As is well known, it is typical in a gas turbine engine to include struts in an annular type of diffuser for transmitting a load across the gas path, and providing passageway means for carrying oil and other engine service lines. Such diffusers are conventionally utilized to diffuse the compressor discharge air so as to convert the dynamic pressure to static pressure prior to being admitted into the burner. While there are present designs that disclose that the number of fuel nozzles in the head of the burner are some integer number relationship to the number of struts, such designs conventionally include more fuel nozzles than there are struts. Further, although the struts of heretofore designs considered the aerodynamics and structural integrity, the accepted practice never took into consideration the expansion of the flow in the circumferential direction.
In the heretofore designs, the trailing edge of the struts in the prediffuser were fabricated into a blunt edge, but spaced relatively far apart. Hence, a given design would typically include less struts than there were fuel nozzles and its attendant air passages. This inherently created uneven flow characteristics of the air discharging from the prediffuser into the dump diffuser.
I have found that by equalizing the number of struts to the number of fuel nozzles and centering the fuel nozzles relative to the passageways between struts, the flow characteristics are enhanced.
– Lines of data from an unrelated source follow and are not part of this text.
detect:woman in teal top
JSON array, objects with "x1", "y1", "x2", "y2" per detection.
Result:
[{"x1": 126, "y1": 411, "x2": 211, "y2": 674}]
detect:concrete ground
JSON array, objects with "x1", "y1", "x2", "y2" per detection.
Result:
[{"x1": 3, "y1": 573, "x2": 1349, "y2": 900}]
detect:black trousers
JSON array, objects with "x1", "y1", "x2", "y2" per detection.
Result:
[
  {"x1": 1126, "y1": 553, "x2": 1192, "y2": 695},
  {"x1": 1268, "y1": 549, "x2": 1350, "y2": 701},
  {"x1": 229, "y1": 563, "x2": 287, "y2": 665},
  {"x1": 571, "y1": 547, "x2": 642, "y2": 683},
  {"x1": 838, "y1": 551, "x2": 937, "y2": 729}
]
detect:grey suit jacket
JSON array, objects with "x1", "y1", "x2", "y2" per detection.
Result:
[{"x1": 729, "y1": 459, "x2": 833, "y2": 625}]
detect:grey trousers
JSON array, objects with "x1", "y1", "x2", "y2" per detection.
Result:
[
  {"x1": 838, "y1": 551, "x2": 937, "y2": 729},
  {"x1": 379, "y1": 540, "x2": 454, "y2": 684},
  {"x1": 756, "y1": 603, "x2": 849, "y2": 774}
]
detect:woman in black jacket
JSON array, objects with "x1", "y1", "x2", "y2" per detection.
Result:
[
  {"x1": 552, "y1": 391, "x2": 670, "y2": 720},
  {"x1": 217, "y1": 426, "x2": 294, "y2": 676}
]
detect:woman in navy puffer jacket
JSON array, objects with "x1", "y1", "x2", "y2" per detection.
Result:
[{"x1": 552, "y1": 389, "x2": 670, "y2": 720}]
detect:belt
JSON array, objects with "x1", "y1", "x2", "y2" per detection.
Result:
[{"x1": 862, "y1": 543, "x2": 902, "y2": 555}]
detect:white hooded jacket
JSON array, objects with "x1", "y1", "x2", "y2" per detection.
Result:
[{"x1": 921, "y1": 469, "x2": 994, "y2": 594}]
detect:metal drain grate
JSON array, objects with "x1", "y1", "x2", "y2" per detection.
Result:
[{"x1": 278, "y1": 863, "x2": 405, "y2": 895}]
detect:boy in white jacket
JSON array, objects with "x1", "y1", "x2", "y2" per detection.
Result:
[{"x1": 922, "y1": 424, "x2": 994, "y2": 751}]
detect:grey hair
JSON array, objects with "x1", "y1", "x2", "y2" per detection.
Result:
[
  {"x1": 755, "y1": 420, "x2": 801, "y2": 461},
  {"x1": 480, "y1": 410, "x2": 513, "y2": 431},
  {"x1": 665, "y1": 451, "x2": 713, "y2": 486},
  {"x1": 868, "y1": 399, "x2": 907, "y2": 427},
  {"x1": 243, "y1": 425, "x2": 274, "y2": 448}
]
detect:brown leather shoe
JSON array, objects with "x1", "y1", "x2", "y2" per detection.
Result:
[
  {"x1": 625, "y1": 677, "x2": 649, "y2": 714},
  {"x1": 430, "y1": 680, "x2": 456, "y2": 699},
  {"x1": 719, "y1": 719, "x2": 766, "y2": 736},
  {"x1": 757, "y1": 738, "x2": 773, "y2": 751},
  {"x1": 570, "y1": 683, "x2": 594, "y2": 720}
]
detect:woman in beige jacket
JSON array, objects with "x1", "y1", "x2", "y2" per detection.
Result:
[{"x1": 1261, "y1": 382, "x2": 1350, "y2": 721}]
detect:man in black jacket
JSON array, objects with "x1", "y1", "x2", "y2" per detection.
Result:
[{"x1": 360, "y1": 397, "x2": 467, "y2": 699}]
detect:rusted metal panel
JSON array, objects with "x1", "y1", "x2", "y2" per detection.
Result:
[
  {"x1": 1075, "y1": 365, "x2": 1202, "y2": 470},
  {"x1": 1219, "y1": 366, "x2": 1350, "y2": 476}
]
This is occasioned by the fact that the circumferential blockage is increased whereby the radial dimension in the diffuser passage can accommodate an increased dimension so that the mixing of the flow discharging therefrom is more rapid than would otherwise be in heretofore designs. This has the characteristics of reducing or minimizing wakes and flow distortions and hence delivering a more uniform flow pattern to the burner, thus minimizing localized hot spots on the burner walls.